For anybody else wondering how this all might work:
* I defined manually a dir on the /import/ page. By default this is 'sites/default/files'.
* In the basic settings for the importer, set Refresh: as often as possible. I think the import is triggered by cron, but this setting controls how often that actually results in an import.
* Do the first import manually by clicking the 'import' button. But I am not sure this first manual step is needed.
* After this, with every cron job one (!) file is imported. Even if there are more then one files, only one file is processed.
* The order of processing seems to be oldest first (date, time, filename)
If I got something wrong, or if this can be done better then please tell.
Some option / setting / workaround to make this setup process more then one file at a time would be really useful to me.
And some automated way to remove processed files from the dir and database table would also be helpful.
| Comment | File | Size | Author |
|---|---|---|---|
| #8 | directory import.jpg | 39.08 KB | hiral.chandora |
Comments
Comment #0.0
l_o_l commentedspelling error
Comment #1
rudyard55 commentedThanks for the post. Not finding much information elsewhere.
I'm still having trouble with the path though. The physical location is D:\wamp\www\websitename\sites\default\files\extracts
Any idea on how to reference it? Every path I've tried results in an invalid URI.
Comment #2
rudyard55 commentedOk... Posting back for others.
I had apparent (?) success using the following path:
public://
...but I don't know why yet. I'm going to go back and check the data to see what was imported and I'll report back as to what degree of success I was met with. 31 nodes were created... but I need to check the extracts to see what should have been created. Still confused.
Comment #3
rudyard55 commentedOk. The imports were successful and I tested the automation and it appears to be working.
Apparently, if you put your files in the default folder (sites/default/files) or even in a child folder of the default(?), the path of
public://
will allow the fetcher to find them.
In my case, I'm parsing XML files. And I've dropped additional xml files into the folder and ran cron and it fetches the new file and parses it into nodes.
I'm still not clear on the pathing though, and I need to figure it out further because this project involves several xml feeds and they will require separate parsers. So I'll have to figure out how to differentiate between directories and filenames.
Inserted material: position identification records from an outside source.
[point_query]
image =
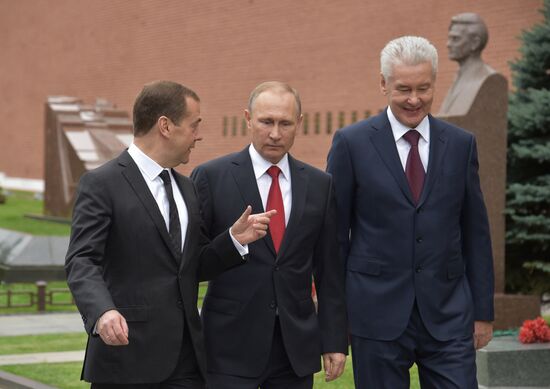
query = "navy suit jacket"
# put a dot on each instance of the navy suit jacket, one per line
(240, 306)
(437, 252)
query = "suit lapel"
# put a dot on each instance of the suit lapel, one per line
(384, 142)
(438, 145)
(299, 186)
(243, 173)
(193, 223)
(135, 179)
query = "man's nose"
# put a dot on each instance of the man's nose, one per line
(413, 98)
(275, 132)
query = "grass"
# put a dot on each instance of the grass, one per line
(12, 216)
(67, 375)
(25, 344)
(60, 375)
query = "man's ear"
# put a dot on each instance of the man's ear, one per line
(163, 125)
(247, 116)
(475, 44)
(383, 86)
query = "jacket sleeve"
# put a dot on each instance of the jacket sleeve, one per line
(476, 242)
(329, 275)
(220, 253)
(85, 256)
(340, 166)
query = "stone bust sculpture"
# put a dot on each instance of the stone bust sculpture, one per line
(467, 38)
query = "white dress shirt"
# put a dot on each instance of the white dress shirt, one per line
(263, 179)
(403, 147)
(150, 171)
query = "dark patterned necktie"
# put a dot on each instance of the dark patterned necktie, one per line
(275, 201)
(174, 218)
(414, 169)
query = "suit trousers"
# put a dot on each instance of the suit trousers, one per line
(441, 364)
(278, 373)
(186, 375)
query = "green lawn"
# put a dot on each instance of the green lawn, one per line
(67, 375)
(12, 216)
(59, 375)
(25, 344)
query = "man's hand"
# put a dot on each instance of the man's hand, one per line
(483, 333)
(333, 363)
(112, 328)
(249, 228)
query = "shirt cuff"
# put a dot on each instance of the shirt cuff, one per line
(243, 250)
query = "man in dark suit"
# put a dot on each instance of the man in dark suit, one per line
(133, 285)
(414, 233)
(260, 324)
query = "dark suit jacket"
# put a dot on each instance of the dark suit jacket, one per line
(240, 306)
(437, 252)
(120, 257)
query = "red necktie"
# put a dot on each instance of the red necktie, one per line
(414, 169)
(275, 201)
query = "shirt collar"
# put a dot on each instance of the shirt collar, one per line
(260, 165)
(150, 168)
(399, 129)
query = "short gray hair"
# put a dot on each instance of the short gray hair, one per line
(275, 86)
(407, 50)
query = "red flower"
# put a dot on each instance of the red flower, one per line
(534, 331)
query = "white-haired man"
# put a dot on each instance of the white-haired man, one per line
(413, 230)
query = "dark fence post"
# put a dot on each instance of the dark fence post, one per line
(41, 295)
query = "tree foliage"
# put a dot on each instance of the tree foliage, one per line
(528, 192)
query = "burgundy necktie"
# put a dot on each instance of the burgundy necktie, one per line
(414, 169)
(275, 201)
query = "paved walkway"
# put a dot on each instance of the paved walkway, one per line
(46, 323)
(25, 359)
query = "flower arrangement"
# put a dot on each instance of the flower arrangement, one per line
(534, 331)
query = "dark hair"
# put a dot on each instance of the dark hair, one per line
(160, 98)
(274, 86)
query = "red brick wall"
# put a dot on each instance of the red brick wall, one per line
(328, 50)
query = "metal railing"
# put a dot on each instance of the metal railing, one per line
(44, 297)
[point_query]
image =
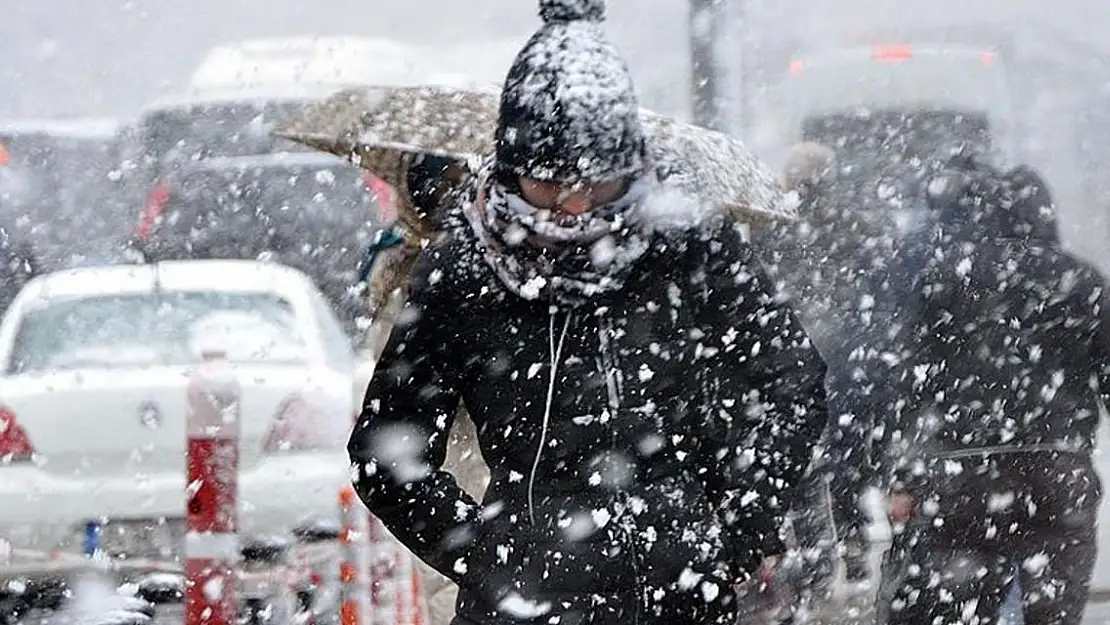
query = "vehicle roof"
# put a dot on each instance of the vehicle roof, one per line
(308, 68)
(854, 52)
(79, 128)
(219, 275)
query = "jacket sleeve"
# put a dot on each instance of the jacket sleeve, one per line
(399, 444)
(764, 400)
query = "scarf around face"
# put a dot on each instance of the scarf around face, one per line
(540, 253)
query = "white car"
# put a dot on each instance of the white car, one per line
(92, 401)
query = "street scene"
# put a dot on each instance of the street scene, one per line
(521, 312)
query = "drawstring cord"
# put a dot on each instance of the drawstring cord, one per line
(555, 351)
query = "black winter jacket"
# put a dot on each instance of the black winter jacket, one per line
(1006, 345)
(643, 447)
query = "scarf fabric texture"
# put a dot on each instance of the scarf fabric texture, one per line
(541, 254)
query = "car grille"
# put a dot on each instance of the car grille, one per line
(151, 538)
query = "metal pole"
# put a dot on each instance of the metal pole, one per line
(212, 493)
(705, 31)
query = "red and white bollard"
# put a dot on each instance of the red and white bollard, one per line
(352, 543)
(212, 548)
(395, 590)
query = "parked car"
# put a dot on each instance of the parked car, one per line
(57, 187)
(240, 89)
(94, 366)
(310, 211)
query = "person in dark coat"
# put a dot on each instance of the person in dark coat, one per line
(644, 401)
(1005, 352)
(825, 264)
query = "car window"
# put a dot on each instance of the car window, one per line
(155, 329)
(316, 219)
(336, 344)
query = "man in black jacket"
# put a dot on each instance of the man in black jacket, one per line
(644, 401)
(825, 261)
(995, 495)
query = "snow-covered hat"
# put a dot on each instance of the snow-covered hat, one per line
(568, 110)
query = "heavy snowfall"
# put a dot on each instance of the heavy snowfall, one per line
(521, 312)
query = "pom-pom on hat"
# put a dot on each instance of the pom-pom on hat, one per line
(568, 109)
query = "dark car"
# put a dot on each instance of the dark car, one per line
(175, 132)
(58, 181)
(310, 211)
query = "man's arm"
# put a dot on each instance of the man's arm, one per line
(763, 386)
(400, 441)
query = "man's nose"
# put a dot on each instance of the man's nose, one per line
(575, 202)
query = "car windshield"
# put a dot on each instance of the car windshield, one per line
(209, 130)
(29, 181)
(878, 141)
(155, 329)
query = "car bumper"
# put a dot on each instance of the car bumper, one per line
(40, 511)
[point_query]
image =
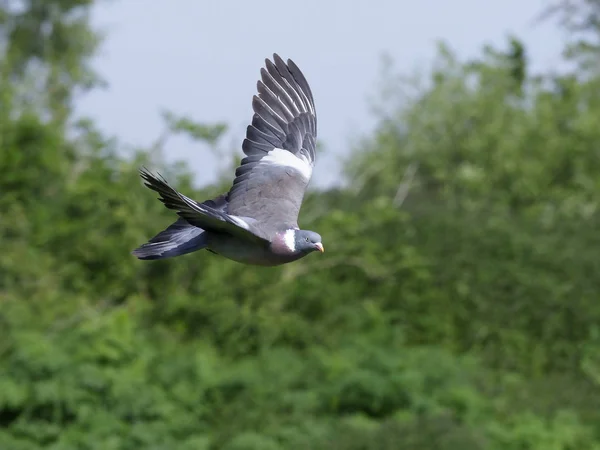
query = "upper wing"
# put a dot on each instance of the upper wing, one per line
(280, 148)
(208, 215)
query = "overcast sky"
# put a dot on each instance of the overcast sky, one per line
(203, 59)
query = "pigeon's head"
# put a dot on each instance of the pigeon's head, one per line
(297, 242)
(307, 241)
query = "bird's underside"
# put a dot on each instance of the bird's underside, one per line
(251, 223)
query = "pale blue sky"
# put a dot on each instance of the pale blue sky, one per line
(203, 59)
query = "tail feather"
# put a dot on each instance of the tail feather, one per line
(177, 239)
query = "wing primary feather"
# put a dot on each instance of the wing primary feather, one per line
(278, 90)
(268, 115)
(292, 92)
(274, 102)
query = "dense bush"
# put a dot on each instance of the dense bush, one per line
(455, 309)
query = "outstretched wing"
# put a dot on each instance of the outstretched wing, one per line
(280, 146)
(208, 215)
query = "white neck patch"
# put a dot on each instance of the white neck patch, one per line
(289, 239)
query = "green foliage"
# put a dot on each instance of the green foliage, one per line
(455, 309)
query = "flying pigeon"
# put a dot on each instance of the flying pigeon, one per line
(256, 221)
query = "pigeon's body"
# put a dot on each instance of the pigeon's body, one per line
(256, 221)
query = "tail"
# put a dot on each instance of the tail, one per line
(178, 239)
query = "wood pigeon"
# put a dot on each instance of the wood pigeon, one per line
(256, 221)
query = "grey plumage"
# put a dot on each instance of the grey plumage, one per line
(256, 221)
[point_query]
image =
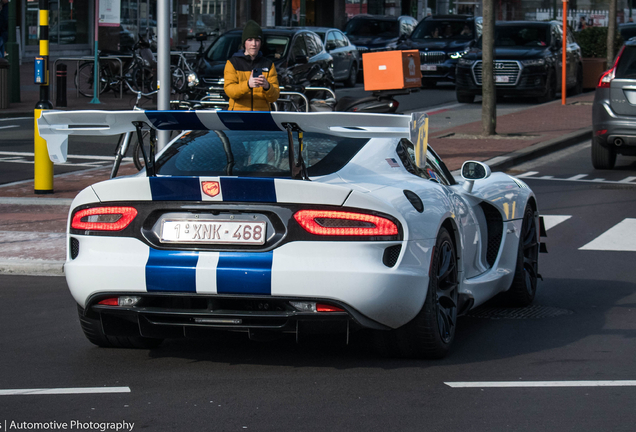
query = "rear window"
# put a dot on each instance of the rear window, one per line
(371, 27)
(254, 154)
(626, 67)
(521, 36)
(430, 29)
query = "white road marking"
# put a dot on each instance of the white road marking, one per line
(76, 390)
(550, 221)
(522, 384)
(528, 174)
(85, 157)
(577, 177)
(17, 118)
(621, 237)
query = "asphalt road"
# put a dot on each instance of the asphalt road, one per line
(580, 328)
(16, 134)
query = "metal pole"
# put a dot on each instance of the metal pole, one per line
(95, 99)
(611, 33)
(488, 90)
(14, 56)
(42, 166)
(564, 53)
(163, 65)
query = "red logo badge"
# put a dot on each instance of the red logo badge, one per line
(211, 188)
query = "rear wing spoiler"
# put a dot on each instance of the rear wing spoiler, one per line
(56, 126)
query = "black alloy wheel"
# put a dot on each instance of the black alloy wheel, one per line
(431, 333)
(524, 285)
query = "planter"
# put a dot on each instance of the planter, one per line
(593, 68)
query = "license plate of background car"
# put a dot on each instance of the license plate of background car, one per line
(213, 232)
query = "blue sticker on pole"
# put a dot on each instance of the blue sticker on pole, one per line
(39, 71)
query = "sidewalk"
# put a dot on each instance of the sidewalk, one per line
(32, 227)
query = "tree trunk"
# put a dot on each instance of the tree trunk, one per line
(489, 97)
(611, 33)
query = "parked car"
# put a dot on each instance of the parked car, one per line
(291, 223)
(298, 54)
(346, 58)
(614, 110)
(442, 40)
(528, 62)
(379, 32)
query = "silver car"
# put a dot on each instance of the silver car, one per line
(614, 110)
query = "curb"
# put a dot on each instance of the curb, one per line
(501, 163)
(32, 268)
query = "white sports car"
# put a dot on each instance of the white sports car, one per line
(291, 223)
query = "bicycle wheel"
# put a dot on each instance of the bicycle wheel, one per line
(144, 80)
(178, 79)
(84, 80)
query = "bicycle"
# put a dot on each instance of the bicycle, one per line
(139, 153)
(138, 72)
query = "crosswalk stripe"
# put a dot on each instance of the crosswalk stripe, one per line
(621, 237)
(550, 221)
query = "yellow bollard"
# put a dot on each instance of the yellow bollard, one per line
(43, 167)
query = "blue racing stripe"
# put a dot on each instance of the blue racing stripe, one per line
(248, 120)
(244, 189)
(171, 271)
(175, 120)
(175, 188)
(244, 273)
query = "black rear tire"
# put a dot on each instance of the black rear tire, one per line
(431, 333)
(602, 157)
(93, 331)
(465, 97)
(524, 285)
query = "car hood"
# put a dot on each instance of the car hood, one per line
(438, 45)
(503, 53)
(371, 42)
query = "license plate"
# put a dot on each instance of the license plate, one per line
(213, 232)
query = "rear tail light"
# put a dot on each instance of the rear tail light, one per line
(340, 223)
(103, 218)
(608, 76)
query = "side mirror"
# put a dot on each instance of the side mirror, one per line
(301, 59)
(473, 170)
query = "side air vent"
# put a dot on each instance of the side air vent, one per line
(414, 200)
(391, 254)
(494, 225)
(74, 247)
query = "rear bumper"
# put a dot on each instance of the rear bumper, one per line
(351, 274)
(529, 84)
(611, 129)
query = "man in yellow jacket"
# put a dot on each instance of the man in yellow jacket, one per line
(251, 81)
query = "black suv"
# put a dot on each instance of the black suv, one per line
(299, 56)
(379, 32)
(614, 110)
(442, 40)
(527, 62)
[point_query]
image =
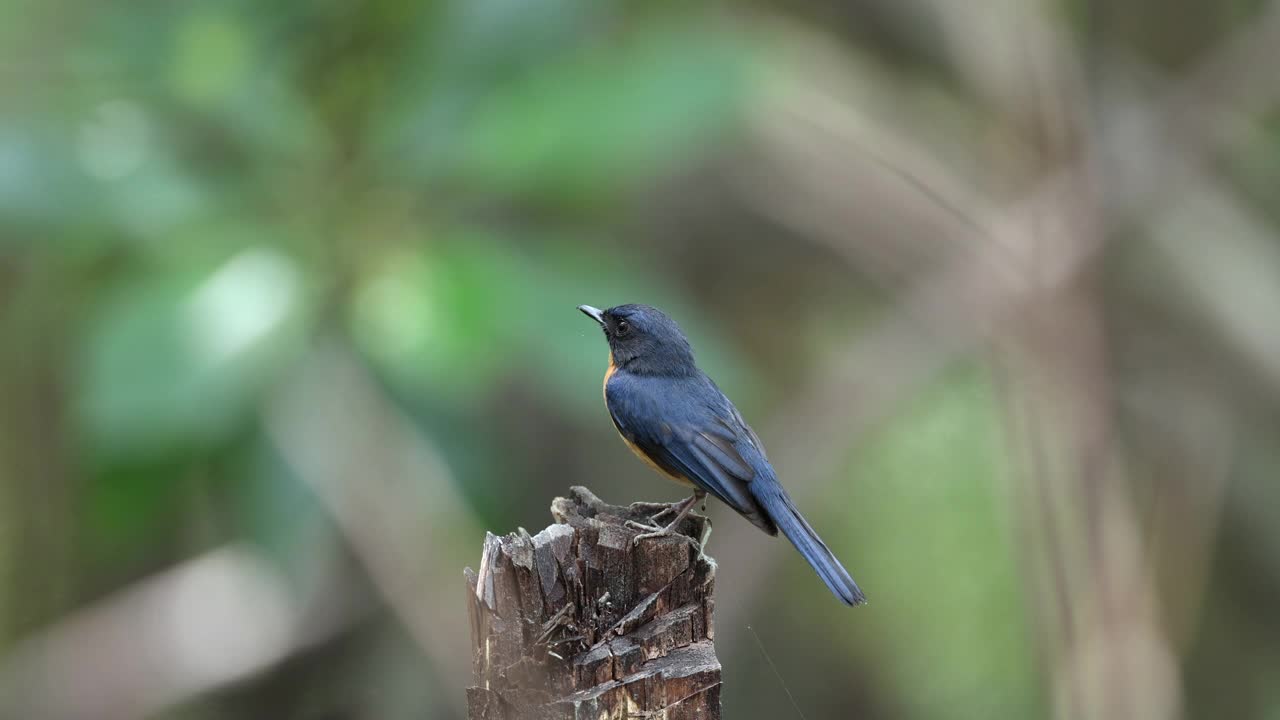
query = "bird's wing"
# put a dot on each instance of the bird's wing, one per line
(693, 433)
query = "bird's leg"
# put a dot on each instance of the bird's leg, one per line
(658, 509)
(681, 509)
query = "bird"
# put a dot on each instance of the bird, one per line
(679, 423)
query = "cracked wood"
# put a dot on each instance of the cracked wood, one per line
(577, 621)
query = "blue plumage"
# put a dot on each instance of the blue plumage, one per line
(679, 420)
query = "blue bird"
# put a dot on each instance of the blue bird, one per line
(675, 419)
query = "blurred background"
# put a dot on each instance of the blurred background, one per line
(287, 320)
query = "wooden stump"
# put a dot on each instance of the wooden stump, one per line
(580, 623)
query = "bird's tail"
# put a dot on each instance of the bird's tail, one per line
(778, 505)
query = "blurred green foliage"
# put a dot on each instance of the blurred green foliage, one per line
(197, 200)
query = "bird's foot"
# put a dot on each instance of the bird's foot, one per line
(658, 509)
(654, 531)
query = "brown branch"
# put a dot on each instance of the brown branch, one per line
(581, 621)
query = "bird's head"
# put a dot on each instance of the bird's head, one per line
(643, 340)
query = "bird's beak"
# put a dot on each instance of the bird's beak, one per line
(593, 313)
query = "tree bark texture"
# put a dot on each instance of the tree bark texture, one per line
(581, 623)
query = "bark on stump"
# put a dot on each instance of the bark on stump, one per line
(579, 623)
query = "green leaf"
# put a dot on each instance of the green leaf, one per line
(595, 123)
(178, 363)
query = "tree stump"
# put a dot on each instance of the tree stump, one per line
(580, 623)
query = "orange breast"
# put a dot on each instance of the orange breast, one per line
(632, 446)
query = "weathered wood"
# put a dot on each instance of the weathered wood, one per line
(580, 623)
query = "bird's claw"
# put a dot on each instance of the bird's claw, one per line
(656, 532)
(644, 527)
(658, 509)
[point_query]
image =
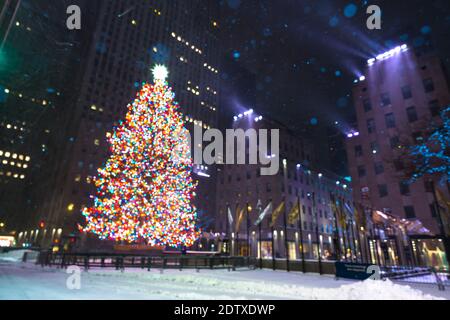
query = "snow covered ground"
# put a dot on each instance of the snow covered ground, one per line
(20, 280)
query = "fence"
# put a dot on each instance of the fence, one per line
(418, 275)
(122, 261)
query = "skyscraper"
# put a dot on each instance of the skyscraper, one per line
(398, 97)
(38, 59)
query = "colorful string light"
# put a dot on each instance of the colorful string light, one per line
(145, 189)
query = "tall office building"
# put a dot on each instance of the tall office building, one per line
(398, 97)
(38, 60)
(298, 180)
(129, 38)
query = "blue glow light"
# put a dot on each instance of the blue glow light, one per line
(350, 10)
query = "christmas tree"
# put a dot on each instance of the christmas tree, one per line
(145, 189)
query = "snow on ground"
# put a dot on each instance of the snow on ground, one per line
(27, 281)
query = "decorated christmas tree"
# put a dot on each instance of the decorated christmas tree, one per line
(145, 189)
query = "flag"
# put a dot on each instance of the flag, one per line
(276, 213)
(342, 218)
(240, 215)
(360, 216)
(294, 213)
(263, 214)
(230, 217)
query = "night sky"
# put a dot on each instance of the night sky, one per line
(306, 53)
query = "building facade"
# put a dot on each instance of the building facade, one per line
(128, 39)
(39, 57)
(400, 94)
(297, 183)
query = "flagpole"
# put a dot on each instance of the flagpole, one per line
(260, 245)
(300, 226)
(237, 229)
(344, 228)
(336, 228)
(227, 230)
(358, 231)
(285, 236)
(273, 241)
(248, 230)
(352, 226)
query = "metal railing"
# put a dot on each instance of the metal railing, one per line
(122, 261)
(418, 275)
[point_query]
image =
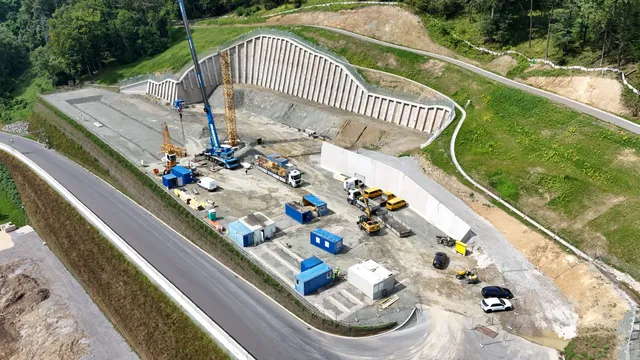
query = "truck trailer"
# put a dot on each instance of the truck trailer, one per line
(279, 168)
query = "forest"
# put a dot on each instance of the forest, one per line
(62, 40)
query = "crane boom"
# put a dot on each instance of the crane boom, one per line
(215, 142)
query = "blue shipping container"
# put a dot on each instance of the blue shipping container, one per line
(326, 240)
(241, 234)
(307, 264)
(184, 175)
(313, 279)
(169, 181)
(320, 206)
(298, 212)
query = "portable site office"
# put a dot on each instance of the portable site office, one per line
(319, 205)
(312, 279)
(326, 241)
(372, 279)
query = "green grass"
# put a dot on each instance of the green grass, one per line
(23, 97)
(598, 345)
(176, 57)
(149, 320)
(441, 30)
(11, 209)
(150, 195)
(552, 162)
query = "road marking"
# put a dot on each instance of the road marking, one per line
(274, 271)
(351, 297)
(247, 282)
(339, 305)
(282, 261)
(291, 253)
(219, 334)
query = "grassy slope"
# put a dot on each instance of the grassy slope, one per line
(174, 58)
(552, 162)
(150, 322)
(11, 209)
(24, 97)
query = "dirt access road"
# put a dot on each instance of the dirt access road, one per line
(600, 306)
(397, 25)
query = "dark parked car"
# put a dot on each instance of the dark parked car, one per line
(440, 260)
(496, 291)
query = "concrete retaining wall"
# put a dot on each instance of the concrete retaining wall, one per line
(290, 66)
(376, 173)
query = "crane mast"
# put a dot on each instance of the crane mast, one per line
(219, 154)
(215, 142)
(229, 102)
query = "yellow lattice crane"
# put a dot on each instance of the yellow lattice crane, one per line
(229, 105)
(171, 152)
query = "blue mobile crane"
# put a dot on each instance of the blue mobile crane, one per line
(219, 154)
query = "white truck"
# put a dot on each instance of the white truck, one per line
(352, 183)
(279, 168)
(354, 198)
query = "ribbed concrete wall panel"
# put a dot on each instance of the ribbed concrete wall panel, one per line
(287, 65)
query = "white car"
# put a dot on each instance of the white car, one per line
(495, 304)
(207, 183)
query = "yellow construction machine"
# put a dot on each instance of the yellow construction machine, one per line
(470, 276)
(367, 222)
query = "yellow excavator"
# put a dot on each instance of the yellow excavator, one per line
(367, 222)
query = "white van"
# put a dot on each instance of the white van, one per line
(352, 183)
(207, 183)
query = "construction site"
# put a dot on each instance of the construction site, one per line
(314, 180)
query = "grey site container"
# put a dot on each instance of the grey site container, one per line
(372, 279)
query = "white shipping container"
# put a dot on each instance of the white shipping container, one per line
(263, 228)
(372, 279)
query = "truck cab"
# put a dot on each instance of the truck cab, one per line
(294, 177)
(352, 183)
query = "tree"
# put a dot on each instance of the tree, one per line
(13, 60)
(77, 33)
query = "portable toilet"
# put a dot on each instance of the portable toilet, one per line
(240, 233)
(169, 181)
(326, 241)
(298, 212)
(319, 205)
(184, 176)
(312, 279)
(308, 263)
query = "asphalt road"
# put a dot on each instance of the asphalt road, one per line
(257, 323)
(578, 106)
(262, 327)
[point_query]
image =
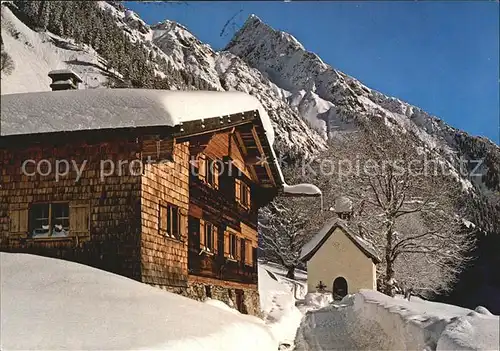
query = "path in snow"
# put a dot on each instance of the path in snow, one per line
(327, 329)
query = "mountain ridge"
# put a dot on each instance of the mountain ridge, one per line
(307, 99)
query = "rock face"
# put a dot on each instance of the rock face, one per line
(332, 101)
(308, 100)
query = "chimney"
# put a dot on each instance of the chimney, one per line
(64, 79)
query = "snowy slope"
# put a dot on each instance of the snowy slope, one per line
(370, 320)
(53, 304)
(35, 54)
(321, 92)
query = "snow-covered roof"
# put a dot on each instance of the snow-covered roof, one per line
(322, 236)
(93, 109)
(65, 71)
(88, 109)
(302, 189)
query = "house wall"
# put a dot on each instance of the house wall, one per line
(340, 257)
(111, 241)
(164, 259)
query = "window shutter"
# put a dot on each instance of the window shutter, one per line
(202, 166)
(202, 233)
(18, 215)
(226, 243)
(216, 170)
(247, 194)
(237, 183)
(238, 248)
(214, 239)
(79, 219)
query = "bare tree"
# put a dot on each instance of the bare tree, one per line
(284, 226)
(405, 204)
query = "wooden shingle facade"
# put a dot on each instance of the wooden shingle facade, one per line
(171, 206)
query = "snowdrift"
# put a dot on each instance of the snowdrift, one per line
(53, 304)
(419, 324)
Really wish there were some examples on the pathing regarding directories and filenames.
Comment #4
l_o_l commentedFrom my experience:
By default the directory to be scanned is 'sites/default/files' plus all of its sub-directories. So if the directory setting is empty, that is where this module will look for new files.
If there are a lot of files in there (40 Gig of images in my case) then cron will fail (I think because of a time-out or something) or the import will give strange errors because the files found are not xml files (I think any file found is tried to be processed ?).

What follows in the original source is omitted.